Tip 5: Don't be someone you're not.
It's true--new students often get a lot of attention. But it's best not to pretend to be different than you really are just to be noticed. You don't want to get stuck in an act all year. "Don't rush it," says Candida Gonzalez, a teacher at El Colegio Charter School in Minneapolis. "Making friends takes time. Most people don't make new friends instantly. It's best to take your time and find friends who like you for who you really are."

Remember, you're not nearly as alone as you might feel. Everyone worries about fitting in. Sylvia Rimm surveyed more than 5,400 middle school students for her book Growing Up Too Fast: The Rimm Report on the Secret Lives of America's Middle Schoolers. She says that "more kids expressed worries about popularity than almost anything else."

There's no need for you to stress out. As Deonte learned, all you have to do to make friends is be yourself. "Just go up and talk to people," he says. "It's much easier to be yourself than it is to act like other people and try to fit in."

Search Me
To learn more about how to make new friends at a new school, go to http://www.pamf.org/teen/ http://www.teenhealth.org/

Pocket Guide to Making New Friends

• Keep your eyes open.
Watch other kids during the first few days for clues on how to fit in. But don't lose your sense of self.

• Be friendly, Smile. Say hi.
You don't have to entertain people; just be willing to break the ice. Sometimes all it takes is a smile or a friendly hello.

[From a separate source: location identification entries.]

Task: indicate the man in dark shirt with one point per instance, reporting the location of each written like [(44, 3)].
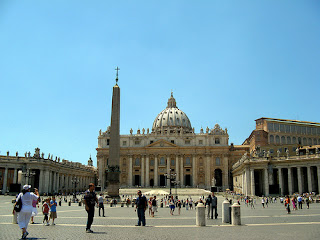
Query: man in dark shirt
[(90, 199), (141, 206)]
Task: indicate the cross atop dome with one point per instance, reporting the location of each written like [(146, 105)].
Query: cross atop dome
[(172, 102)]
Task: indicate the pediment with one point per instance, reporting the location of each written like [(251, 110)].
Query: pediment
[(161, 144)]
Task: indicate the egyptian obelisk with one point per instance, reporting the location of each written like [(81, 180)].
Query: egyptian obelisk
[(113, 168)]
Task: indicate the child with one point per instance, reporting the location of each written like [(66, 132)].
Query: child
[(45, 211), (53, 209)]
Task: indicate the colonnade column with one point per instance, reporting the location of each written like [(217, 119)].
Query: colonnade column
[(143, 158), (290, 181), (147, 171), (299, 180), (168, 170), (156, 184), (5, 177), (318, 171), (15, 173), (208, 171), (181, 171), (253, 190), (177, 168), (266, 182), (130, 171), (194, 171), (280, 181), (309, 179), (248, 185)]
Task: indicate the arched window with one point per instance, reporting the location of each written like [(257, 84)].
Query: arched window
[(271, 139), (137, 162), (305, 141), (218, 161), (294, 140), (162, 161), (288, 140)]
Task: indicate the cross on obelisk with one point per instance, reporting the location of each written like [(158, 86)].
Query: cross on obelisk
[(117, 69)]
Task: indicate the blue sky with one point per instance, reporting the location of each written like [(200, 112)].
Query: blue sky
[(227, 62)]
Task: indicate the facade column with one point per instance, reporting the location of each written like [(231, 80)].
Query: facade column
[(130, 171), (290, 181), (253, 189), (318, 171), (181, 171), (280, 181), (177, 168), (309, 179), (41, 183), (15, 175), (194, 171), (156, 184), (299, 180), (266, 182), (168, 170), (143, 158), (5, 177), (247, 181), (147, 171), (208, 171)]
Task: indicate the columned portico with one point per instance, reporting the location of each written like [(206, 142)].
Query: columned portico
[(253, 190), (147, 171), (194, 171), (156, 183), (266, 182), (299, 180)]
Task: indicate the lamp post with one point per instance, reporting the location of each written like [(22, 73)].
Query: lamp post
[(75, 181), (171, 176)]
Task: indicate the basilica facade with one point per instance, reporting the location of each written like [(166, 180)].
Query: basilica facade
[(172, 153)]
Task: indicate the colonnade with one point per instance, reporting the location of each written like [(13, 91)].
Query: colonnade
[(301, 178)]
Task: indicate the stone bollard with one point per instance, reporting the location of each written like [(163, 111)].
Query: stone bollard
[(200, 215), (235, 215), (226, 211)]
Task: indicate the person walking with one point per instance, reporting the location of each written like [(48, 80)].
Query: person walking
[(90, 199), (208, 204), (26, 210), (214, 204), (53, 210), (141, 207), (154, 205), (299, 202), (101, 206), (45, 211), (172, 205)]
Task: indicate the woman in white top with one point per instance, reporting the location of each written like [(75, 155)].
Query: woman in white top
[(26, 210)]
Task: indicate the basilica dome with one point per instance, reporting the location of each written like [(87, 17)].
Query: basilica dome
[(171, 118)]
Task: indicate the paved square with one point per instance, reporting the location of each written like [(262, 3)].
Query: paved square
[(268, 223)]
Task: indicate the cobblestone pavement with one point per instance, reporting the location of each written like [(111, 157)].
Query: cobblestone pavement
[(259, 223)]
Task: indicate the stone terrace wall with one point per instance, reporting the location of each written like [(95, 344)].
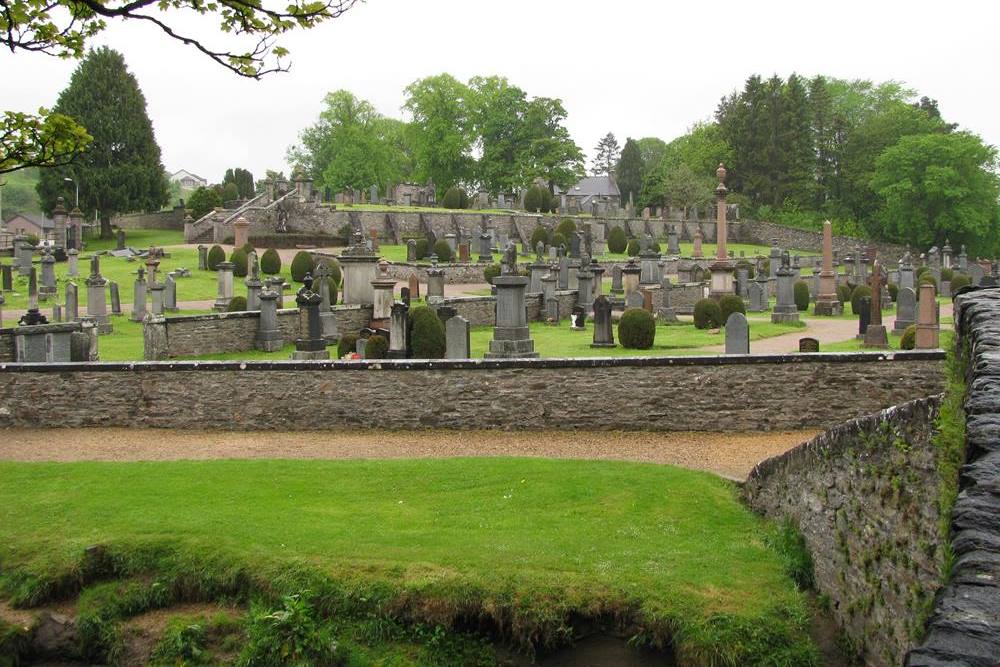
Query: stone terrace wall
[(651, 394), (964, 628), (221, 333), (173, 219), (862, 495)]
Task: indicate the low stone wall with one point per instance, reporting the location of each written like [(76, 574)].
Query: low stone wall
[(862, 495), (640, 394), (964, 628), (172, 219), (222, 333)]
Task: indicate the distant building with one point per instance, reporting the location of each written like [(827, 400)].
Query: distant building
[(36, 225), (188, 180)]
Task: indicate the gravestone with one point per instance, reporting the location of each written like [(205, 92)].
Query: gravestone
[(737, 334)]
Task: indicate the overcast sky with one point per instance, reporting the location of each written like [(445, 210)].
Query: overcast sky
[(636, 68)]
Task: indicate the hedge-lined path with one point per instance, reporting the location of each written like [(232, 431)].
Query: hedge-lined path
[(730, 455)]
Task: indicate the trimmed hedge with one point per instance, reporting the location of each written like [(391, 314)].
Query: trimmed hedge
[(636, 329), (270, 262), (216, 256), (426, 334), (860, 292), (302, 264), (801, 293), (707, 314), (377, 347), (617, 241), (730, 304)]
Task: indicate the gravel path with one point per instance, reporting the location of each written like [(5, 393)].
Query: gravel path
[(730, 455)]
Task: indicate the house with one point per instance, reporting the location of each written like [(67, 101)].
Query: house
[(188, 180), (36, 225)]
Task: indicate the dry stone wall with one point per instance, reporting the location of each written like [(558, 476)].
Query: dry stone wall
[(639, 394), (863, 496)]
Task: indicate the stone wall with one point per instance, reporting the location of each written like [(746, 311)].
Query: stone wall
[(964, 628), (641, 394), (172, 219), (222, 333), (863, 496)]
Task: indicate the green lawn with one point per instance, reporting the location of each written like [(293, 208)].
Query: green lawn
[(526, 542)]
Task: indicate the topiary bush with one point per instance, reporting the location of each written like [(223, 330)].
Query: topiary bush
[(960, 280), (377, 347), (455, 198), (426, 333), (216, 256), (617, 242), (443, 251), (421, 249), (908, 340), (730, 304), (302, 264), (347, 344), (239, 261), (860, 292), (270, 262), (800, 290), (707, 314), (636, 329)]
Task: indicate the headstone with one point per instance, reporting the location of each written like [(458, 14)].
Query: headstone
[(737, 334)]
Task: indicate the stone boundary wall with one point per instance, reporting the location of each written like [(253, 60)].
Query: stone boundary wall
[(742, 393), (964, 628), (173, 219), (862, 495), (221, 333)]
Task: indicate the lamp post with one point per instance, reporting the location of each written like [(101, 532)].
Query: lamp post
[(77, 186)]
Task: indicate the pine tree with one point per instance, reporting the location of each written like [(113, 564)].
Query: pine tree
[(629, 171), (607, 154), (121, 171)]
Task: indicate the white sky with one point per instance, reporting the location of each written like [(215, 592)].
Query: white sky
[(631, 67)]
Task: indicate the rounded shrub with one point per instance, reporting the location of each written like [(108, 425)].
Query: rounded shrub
[(707, 314), (908, 340), (377, 347), (801, 292), (540, 234), (636, 329), (960, 280), (426, 333), (566, 227), (617, 242), (270, 262), (730, 304), (216, 256), (239, 261), (455, 197), (860, 292), (302, 264), (347, 344), (443, 251), (421, 249)]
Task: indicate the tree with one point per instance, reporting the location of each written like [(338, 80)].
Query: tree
[(628, 172), (121, 170), (607, 154), (441, 131), (939, 186)]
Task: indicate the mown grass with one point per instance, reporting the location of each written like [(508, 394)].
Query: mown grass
[(520, 546)]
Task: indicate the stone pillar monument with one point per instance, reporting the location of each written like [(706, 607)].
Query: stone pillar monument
[(722, 268), (826, 301)]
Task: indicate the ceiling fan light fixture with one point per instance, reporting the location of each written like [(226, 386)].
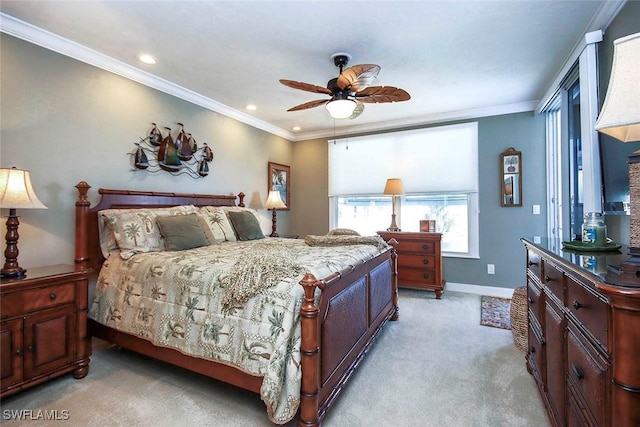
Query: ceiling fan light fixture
[(341, 108)]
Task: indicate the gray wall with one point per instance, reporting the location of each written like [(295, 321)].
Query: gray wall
[(500, 228), (67, 121)]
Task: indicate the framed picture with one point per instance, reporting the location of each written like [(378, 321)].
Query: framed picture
[(279, 178)]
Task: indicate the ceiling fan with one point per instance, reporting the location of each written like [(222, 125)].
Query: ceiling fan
[(350, 90)]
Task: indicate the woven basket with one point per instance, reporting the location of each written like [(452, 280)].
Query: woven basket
[(520, 318)]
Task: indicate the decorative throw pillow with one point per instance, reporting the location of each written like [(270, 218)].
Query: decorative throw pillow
[(216, 225), (246, 225), (136, 231), (182, 232)]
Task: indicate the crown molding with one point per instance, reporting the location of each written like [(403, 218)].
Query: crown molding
[(53, 42)]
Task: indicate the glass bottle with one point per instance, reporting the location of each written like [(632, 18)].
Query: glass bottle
[(594, 230)]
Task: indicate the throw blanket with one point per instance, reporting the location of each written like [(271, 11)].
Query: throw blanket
[(259, 269), (339, 240)]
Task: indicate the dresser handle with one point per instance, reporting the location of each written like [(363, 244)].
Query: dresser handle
[(577, 372)]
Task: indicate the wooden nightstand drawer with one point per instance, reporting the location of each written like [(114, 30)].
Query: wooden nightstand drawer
[(417, 275), (418, 261), (409, 246), (30, 300)]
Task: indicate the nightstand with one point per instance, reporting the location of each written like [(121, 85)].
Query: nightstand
[(419, 260), (43, 326)]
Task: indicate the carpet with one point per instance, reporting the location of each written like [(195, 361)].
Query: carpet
[(494, 312)]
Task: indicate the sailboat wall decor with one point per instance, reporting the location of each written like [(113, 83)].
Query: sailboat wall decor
[(157, 152)]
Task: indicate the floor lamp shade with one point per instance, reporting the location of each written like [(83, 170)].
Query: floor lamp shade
[(620, 118), (274, 202), (393, 188), (16, 192)]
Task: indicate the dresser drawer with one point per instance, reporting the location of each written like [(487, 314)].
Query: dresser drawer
[(588, 374), (409, 246), (422, 275), (420, 261), (28, 300), (590, 310), (554, 279)]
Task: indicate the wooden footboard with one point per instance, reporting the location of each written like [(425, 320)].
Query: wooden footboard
[(337, 332)]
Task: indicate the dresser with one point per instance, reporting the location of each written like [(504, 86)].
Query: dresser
[(584, 335), (419, 260), (43, 327)]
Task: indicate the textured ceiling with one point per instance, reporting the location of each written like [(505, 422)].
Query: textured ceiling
[(456, 58)]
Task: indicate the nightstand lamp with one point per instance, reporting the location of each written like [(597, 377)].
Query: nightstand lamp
[(274, 201), (15, 192), (620, 118), (394, 188)]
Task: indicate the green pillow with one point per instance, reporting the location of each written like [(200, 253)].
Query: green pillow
[(246, 225), (182, 232)]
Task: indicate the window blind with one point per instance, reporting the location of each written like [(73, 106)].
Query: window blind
[(437, 159)]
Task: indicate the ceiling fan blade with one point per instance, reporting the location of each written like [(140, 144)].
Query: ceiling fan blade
[(310, 104), (305, 86), (378, 94), (358, 110), (358, 77)]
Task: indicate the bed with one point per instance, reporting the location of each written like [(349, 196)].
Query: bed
[(338, 314)]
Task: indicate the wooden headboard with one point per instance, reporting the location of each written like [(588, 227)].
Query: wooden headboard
[(87, 241)]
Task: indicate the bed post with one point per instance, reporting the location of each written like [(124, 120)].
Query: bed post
[(309, 354), (394, 278), (82, 206)]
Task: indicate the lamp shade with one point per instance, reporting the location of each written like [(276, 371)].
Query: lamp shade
[(16, 191), (394, 187), (274, 201), (341, 108), (620, 115)]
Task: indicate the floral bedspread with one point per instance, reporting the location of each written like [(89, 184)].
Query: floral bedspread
[(174, 299)]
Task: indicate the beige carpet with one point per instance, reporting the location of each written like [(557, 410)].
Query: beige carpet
[(436, 366)]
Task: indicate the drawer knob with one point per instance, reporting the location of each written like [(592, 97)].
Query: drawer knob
[(577, 372)]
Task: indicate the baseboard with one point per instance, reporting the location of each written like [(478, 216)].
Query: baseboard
[(493, 291)]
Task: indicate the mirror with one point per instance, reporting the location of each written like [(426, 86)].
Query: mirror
[(511, 178)]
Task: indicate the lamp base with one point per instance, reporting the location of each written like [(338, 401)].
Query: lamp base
[(393, 226)]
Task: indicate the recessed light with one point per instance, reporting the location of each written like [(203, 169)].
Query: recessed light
[(147, 59)]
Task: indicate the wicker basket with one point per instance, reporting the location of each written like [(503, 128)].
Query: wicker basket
[(520, 318)]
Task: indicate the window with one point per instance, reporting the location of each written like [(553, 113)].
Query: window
[(439, 169)]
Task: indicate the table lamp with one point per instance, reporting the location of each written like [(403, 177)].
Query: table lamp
[(394, 188), (15, 192), (620, 118), (274, 201)]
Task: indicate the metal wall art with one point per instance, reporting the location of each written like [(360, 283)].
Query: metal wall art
[(157, 153)]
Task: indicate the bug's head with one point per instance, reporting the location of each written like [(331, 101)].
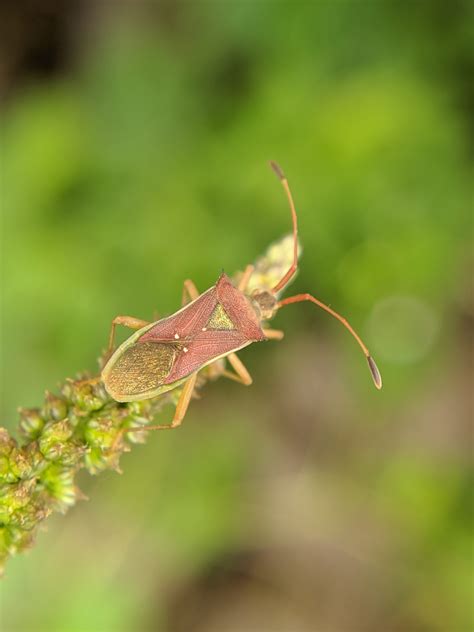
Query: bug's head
[(265, 303)]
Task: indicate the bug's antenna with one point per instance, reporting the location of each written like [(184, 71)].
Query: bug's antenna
[(298, 298), (294, 266)]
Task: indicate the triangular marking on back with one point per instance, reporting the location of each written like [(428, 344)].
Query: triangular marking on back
[(220, 319)]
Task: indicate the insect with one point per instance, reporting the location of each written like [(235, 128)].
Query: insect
[(169, 352)]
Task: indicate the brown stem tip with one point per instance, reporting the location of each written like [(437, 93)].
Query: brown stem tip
[(278, 170), (374, 372)]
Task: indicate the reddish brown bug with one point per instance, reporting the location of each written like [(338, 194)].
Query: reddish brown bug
[(168, 353)]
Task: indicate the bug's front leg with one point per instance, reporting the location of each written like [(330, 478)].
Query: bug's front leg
[(244, 281), (274, 334), (190, 292), (126, 321), (241, 374)]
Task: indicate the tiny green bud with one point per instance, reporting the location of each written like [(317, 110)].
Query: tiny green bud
[(31, 422), (54, 407)]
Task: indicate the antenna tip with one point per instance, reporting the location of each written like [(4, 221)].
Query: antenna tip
[(277, 169), (374, 371)]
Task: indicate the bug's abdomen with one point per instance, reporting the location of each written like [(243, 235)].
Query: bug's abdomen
[(142, 367)]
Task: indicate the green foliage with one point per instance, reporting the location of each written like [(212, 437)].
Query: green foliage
[(145, 164)]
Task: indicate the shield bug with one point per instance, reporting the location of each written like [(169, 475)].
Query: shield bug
[(169, 352)]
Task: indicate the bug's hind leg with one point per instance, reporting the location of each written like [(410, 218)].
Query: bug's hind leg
[(190, 292), (181, 408), (241, 374)]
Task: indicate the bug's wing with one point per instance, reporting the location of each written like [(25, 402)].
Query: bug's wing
[(139, 368), (205, 347)]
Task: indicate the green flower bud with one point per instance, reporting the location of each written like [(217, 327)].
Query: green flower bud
[(54, 407), (53, 439), (31, 422)]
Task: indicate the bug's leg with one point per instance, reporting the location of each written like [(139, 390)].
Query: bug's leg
[(245, 278), (181, 408), (241, 374), (274, 334), (190, 292), (126, 321)]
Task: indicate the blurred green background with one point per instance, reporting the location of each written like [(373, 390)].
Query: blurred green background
[(135, 141)]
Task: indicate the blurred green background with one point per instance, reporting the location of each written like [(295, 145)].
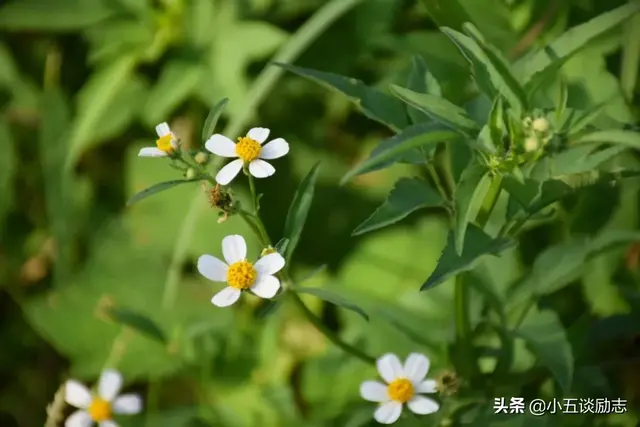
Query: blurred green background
[(82, 85)]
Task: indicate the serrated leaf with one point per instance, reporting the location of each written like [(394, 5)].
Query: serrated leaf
[(299, 209), (212, 119), (438, 109), (624, 138), (573, 40), (333, 298), (477, 245), (485, 61), (417, 136), (177, 81), (59, 15), (157, 188), (544, 334), (468, 195), (138, 322), (407, 196), (373, 103)]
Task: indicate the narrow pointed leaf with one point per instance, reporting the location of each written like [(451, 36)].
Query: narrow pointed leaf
[(477, 245), (212, 119), (407, 196), (422, 135), (333, 298), (299, 210), (374, 104), (438, 109), (162, 186)]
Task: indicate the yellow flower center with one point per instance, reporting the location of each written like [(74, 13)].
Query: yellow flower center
[(241, 275), (100, 410), (164, 143), (400, 390), (248, 149)]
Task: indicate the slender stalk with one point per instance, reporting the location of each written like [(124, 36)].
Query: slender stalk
[(328, 332)]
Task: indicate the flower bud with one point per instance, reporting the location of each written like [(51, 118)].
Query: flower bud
[(191, 173), (201, 158), (531, 144), (540, 125)]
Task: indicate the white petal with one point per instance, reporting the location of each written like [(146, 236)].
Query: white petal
[(274, 149), (127, 404), (79, 419), (426, 386), (259, 135), (234, 248), (226, 297), (261, 169), (416, 367), (270, 264), (212, 268), (227, 173), (163, 129), (109, 384), (220, 145), (151, 152), (266, 286), (422, 405), (76, 394), (389, 367), (388, 413), (374, 391)]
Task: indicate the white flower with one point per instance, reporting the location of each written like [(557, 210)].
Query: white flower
[(403, 385), (99, 408), (166, 144), (239, 273), (248, 150)]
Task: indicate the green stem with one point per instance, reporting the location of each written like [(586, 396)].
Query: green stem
[(328, 332)]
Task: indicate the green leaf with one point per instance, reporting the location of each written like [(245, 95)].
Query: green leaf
[(299, 210), (477, 244), (438, 109), (624, 138), (137, 321), (212, 119), (468, 195), (422, 135), (545, 336), (178, 80), (333, 298), (408, 195), (59, 15), (374, 104), (573, 40), (94, 100), (486, 60), (157, 188)]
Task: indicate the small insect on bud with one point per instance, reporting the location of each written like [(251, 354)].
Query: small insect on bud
[(201, 158), (531, 144), (190, 174), (540, 125)]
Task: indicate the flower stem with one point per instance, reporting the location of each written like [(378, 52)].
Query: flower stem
[(315, 321)]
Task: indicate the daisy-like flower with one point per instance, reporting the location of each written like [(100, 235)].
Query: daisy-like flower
[(248, 150), (166, 144), (403, 385), (239, 273), (99, 408)]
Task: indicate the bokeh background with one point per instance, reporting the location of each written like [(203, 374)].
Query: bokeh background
[(82, 85)]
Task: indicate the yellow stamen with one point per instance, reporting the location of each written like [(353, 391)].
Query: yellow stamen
[(99, 410), (248, 149), (401, 390), (164, 143), (241, 275)]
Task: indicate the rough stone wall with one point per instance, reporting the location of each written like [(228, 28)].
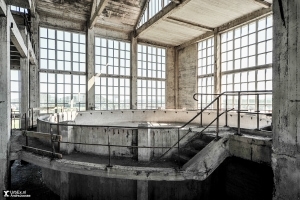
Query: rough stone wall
[(235, 178), (187, 80), (286, 98)]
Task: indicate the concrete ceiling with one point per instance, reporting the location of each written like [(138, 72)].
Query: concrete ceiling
[(175, 25), (190, 16), (119, 15)]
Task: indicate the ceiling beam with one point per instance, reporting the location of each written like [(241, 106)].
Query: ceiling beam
[(263, 3), (97, 9), (16, 36), (2, 8), (244, 19), (194, 40), (188, 24), (229, 25), (28, 4), (149, 42), (141, 14), (164, 13), (20, 3)]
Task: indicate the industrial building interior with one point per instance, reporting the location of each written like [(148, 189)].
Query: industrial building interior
[(150, 99)]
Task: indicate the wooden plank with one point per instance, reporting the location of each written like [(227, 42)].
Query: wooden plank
[(99, 9), (188, 24), (42, 152), (41, 135)]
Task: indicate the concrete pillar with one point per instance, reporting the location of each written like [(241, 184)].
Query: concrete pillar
[(33, 89), (5, 124), (90, 69), (133, 92), (286, 99), (217, 66), (142, 190), (144, 139), (187, 76), (217, 62), (170, 79), (24, 66), (64, 185)]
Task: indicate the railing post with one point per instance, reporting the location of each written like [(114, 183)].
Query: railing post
[(14, 116), (31, 118), (257, 110), (26, 129), (58, 144), (109, 159), (239, 113), (217, 128), (201, 112), (52, 142), (178, 136), (226, 114), (11, 121)]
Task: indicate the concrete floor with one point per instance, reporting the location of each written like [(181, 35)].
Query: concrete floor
[(26, 176)]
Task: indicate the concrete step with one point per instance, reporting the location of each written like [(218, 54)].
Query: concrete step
[(188, 152), (206, 138), (198, 144), (179, 158)]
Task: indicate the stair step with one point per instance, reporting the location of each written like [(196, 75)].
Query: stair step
[(188, 152), (198, 144), (206, 138), (182, 159)]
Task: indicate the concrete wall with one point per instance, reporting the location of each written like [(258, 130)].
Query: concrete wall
[(286, 93), (187, 79), (132, 118), (234, 179), (85, 130)]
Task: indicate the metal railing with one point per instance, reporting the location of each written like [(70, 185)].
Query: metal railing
[(239, 94), (53, 137)]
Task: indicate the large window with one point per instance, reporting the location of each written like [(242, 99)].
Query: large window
[(246, 63), (62, 69), (61, 50), (15, 81), (205, 71), (151, 77), (63, 90), (112, 81)]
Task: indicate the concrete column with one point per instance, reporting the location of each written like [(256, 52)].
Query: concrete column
[(90, 69), (24, 66), (217, 66), (5, 101), (133, 91), (286, 99), (64, 185), (33, 88), (217, 62), (187, 76), (142, 190), (144, 139), (170, 79)]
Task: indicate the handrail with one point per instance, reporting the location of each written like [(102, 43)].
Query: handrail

• Wait before you go out and buy new things.
Styles may be different from what you're used to. But don't waste money buying things just to fit in. Real friends will like you for you.

• Join a club or team.
Find people who enjoy the things you do. It's much easier to feel you fit in with others if you share common interests.

• Keep in touch with old friends.
E-mails and phone calls to old friends can help you feel less lonely.